Knight contends that the district court failed to consider a downward departure based on Knight's diminished mental capacity. Failure to depart downward is reviewable only if the district court did not realize that it had the discretion to consider a downward departure. United States v. Bieri, 21 F.3d 811, 817 (8th Cir.), cert. denied, --- U.S. ----, 115 S. Ct. 208, 130 L. Ed. 2d 138 (1994). The district court here clearly understood that it had discretion to depart downward, and it considered this option before rejecting it in favor of a sentence having a greater deterrent effect.

Knight also contends that there was insufficient evidence to convict. We do not agree. The evidence in this case is overwhelming that Knight at the minimum knowingly joined an extortion plot in midstream. Knight was observed picking up and reading mail from Pepsico dealing with the extortion; while in Missouri, Knight repeatedly talked or negotiated over the phone with a Pepsico vice-president in New York; and Knight clearly engineered the mechanics of the check delivery to the hotel, then personally received and negotiated the ill-gotten check. Although the district court indicated it had doubts as to whether Knight initiated the extortion, the evidence leaves no doubt that by the time Knight took the actions just mentioned he at the very least knew that Pepsico had been threatened in some way by an unknown person. In sum, Knight knew an extortion scheme was afoot and worked to bring it to fruition.

There is likewise no merit to Knight's contention that the search of the hotel suite where Knight was arrested and the seizure of documents found there was unreasonable. The FBI agents had a valid arrest warrant, as well as fresh evidence of Knight's involvement in an ongoing crime. The agents conducted no extensive search of the suite; the documents seized were in plain view on a tabletop within Knight's reach at the moment of arrest. Thus, the seizure was incident to Knight's lawful arrest.

The judgment is affirmed.


The HONORABLE DANIEL M. FRIEDMAN, Senior United States Circuit Judge for the Federal Circuit, sitting by designation


The Honorable Howard F. Sachs, Senior United States District Judge for the Western District of Missouri


The conference in pertinent part went as follows:

THE COURT: [Juror], you have expressed the view this morning that you had felt some pressure, mental coercion or something, and then I believe during the morning you had indicated by note that you still thought that the jury should be discharged and that it would not be possible to reach a verdict.

Have you honestly reconsidered and is this your view at this time on this particular charge of the money laundering charge, or have I confused you?
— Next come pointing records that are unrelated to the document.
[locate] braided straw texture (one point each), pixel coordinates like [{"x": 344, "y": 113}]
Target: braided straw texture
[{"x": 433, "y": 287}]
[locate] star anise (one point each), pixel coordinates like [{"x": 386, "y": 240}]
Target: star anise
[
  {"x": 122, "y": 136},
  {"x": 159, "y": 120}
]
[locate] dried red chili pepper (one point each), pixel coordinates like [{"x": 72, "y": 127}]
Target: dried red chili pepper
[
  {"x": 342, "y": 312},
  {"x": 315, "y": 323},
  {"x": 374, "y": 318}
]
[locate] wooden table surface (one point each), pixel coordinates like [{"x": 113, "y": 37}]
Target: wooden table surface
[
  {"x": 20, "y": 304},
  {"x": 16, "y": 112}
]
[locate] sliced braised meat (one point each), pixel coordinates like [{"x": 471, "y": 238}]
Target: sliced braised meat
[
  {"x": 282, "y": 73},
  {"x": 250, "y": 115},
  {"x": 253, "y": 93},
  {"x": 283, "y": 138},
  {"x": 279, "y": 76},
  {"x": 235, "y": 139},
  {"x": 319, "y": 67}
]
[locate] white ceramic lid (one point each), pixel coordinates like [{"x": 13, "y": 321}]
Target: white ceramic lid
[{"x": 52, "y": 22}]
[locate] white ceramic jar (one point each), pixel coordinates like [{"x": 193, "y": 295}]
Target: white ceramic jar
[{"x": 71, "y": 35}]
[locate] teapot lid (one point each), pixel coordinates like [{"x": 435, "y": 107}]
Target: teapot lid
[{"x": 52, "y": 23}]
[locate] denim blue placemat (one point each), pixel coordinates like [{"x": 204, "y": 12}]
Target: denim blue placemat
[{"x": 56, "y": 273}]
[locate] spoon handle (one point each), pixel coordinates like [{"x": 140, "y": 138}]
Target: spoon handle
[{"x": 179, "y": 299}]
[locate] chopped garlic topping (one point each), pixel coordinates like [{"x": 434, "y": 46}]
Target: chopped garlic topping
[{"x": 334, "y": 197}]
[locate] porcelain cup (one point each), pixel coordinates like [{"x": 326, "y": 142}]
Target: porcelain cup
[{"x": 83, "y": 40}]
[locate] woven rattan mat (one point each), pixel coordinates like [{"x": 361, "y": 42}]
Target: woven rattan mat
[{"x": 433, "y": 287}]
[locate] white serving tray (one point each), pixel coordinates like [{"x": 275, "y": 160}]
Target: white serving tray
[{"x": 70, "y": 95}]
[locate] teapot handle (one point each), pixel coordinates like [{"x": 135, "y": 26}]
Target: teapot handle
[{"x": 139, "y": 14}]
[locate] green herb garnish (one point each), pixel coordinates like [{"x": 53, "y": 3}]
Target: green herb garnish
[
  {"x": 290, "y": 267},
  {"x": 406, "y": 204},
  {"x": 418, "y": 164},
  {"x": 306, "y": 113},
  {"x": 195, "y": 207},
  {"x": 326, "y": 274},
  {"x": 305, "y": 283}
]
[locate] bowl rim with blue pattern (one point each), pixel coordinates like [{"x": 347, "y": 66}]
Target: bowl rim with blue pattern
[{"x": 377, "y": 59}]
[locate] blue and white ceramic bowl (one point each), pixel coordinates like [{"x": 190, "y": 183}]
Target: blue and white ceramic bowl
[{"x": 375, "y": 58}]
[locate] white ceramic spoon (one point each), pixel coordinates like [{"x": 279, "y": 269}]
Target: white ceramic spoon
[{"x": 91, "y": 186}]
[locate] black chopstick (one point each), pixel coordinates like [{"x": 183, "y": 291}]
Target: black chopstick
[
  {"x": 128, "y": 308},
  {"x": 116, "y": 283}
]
JUROR [ ]: I am very unhappy with the verdict, but after going over the testimony [of the defendant's lawyer at the time of the offense] it appeared that there were some discrepancies so I had to question whether or not he was fully advised of all his circumstances before providing advice to the defendant. On that basis, I--

THE COURT: You are not happy that the defendant is convicted, but you do join in this, you think the facts are properly decided here?

JUROR [ ]: Yes, Your Honor.


[DEFENSE]: Well, it was my understanding this morning that you had felt that you were the subject of pressure or intimidation. Can you tell us whether or not you feel that with regard to this verdict on Count Four?

JUROR [ ]: Well, I did undergo a lot of scrutiny and, yes, I did feel very pressured to make the decision. But at the same time, there were a few things that we had to decide the way we did.